Il titolo più celebre della sua carriera resta “Little, Big”, pubblicato nel 1981 e riproposto in Italia da Mondadori nel 2023. È una saga familiare, ma anche una storia di fate, passaggi segreti e destini che sembrano obbedire a un disegno invisibile. Il libro vinse il World Fantasy Award e il Mythopoeic Fantasy Award, diventando nel tempo un’opera di culto.

Il critico Harold Bloom lo considerava un capolavoro trascurato. Crowley occupava infatti una posizione rara: era amato dagli appassionati del fantastico, ma la qualità della sua lingua e la complessità delle sue strutture narrative lo portavano oltre ogni etichetta commerciale. 

Dalla saga di “Ægypt” al legame con l’Italia

Tra le opere più importanti figurano il ciclo di “Ægypt”, “Great Work of Time” e “Ka: Dar Oakley in the Ruin of Ymr”, romanzo del 2017 narrato attraverso lo sguardo di un corvo che attraversa secoli di storia umana. Nel 2006 Crowley ricevette il World Fantasy Award alla carriera. 

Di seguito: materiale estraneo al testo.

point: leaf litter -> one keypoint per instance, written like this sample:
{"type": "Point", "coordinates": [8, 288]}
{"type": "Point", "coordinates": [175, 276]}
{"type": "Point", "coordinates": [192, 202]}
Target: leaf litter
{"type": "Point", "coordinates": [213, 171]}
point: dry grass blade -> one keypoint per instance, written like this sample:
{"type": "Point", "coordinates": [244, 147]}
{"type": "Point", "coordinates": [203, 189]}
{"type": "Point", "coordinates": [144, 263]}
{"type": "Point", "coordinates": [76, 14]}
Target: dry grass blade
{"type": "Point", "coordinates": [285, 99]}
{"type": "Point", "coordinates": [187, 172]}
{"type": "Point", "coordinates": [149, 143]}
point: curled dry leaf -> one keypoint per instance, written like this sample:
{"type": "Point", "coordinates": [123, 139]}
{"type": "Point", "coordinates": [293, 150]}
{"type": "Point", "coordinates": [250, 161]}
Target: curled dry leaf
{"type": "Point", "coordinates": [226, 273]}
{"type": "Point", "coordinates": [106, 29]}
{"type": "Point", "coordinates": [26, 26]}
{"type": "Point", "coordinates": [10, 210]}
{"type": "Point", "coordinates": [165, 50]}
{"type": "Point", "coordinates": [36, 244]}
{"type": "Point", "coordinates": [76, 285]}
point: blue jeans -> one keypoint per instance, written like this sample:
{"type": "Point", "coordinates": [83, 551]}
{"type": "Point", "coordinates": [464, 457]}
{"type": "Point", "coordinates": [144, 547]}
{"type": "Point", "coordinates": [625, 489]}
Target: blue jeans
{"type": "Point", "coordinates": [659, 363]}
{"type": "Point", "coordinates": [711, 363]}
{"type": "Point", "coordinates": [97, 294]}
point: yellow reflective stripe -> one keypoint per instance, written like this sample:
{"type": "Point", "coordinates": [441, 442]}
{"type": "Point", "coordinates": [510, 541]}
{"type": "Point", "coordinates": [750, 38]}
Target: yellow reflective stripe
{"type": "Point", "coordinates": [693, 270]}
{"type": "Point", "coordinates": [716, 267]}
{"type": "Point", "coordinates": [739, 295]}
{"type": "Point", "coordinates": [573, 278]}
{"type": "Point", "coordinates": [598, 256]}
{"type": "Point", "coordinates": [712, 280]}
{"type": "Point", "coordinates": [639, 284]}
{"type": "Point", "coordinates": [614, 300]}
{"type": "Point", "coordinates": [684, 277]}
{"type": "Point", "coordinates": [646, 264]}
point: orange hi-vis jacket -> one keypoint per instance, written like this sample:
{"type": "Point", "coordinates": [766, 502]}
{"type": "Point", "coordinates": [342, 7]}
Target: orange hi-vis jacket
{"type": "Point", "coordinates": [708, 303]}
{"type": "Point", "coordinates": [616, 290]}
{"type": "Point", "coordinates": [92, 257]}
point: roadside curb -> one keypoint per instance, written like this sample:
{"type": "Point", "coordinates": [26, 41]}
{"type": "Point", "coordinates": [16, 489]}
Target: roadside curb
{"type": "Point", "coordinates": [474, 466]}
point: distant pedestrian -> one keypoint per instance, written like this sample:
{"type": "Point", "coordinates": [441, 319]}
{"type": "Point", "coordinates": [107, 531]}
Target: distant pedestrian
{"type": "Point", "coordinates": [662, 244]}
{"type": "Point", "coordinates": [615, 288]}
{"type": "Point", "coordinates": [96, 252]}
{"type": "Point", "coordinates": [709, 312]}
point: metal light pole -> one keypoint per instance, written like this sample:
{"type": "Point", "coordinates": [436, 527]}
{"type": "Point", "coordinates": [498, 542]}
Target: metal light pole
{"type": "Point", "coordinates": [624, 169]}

L’Italia gli aveva già tributato un riconoscimento importante nel 2003, quando “La traduttrice” gli valse il Premio Flaiano e il Superpremio. In quel romanzo, ambientato durante la Guerra fredda, poesia, politica e sentimento si incontrano con la stessa naturalezza con cui, in altre sue opere, il meraviglioso irrompe nella vita comune. 

Il modo migliore per ricordarlo è tornare ai suoi libri

La morte di John Crowley chiude una carriera lunga più di cinquant’anni, ma non il viaggio dei suoi lettori. Le sue storie ricordano che il fantasy può essere avventura, meditazione sul tempo, indagine sulla memoria e grande letteratura insieme.

Per chi non lo ha mai letto, questo è il momento di scoprire “Little, Big”. Per chi lo conosce già, è l’occasione di riaprire una sua pagina e ritrovare una voce capace di rendere visibile ciò che, di solito, resta nascosto.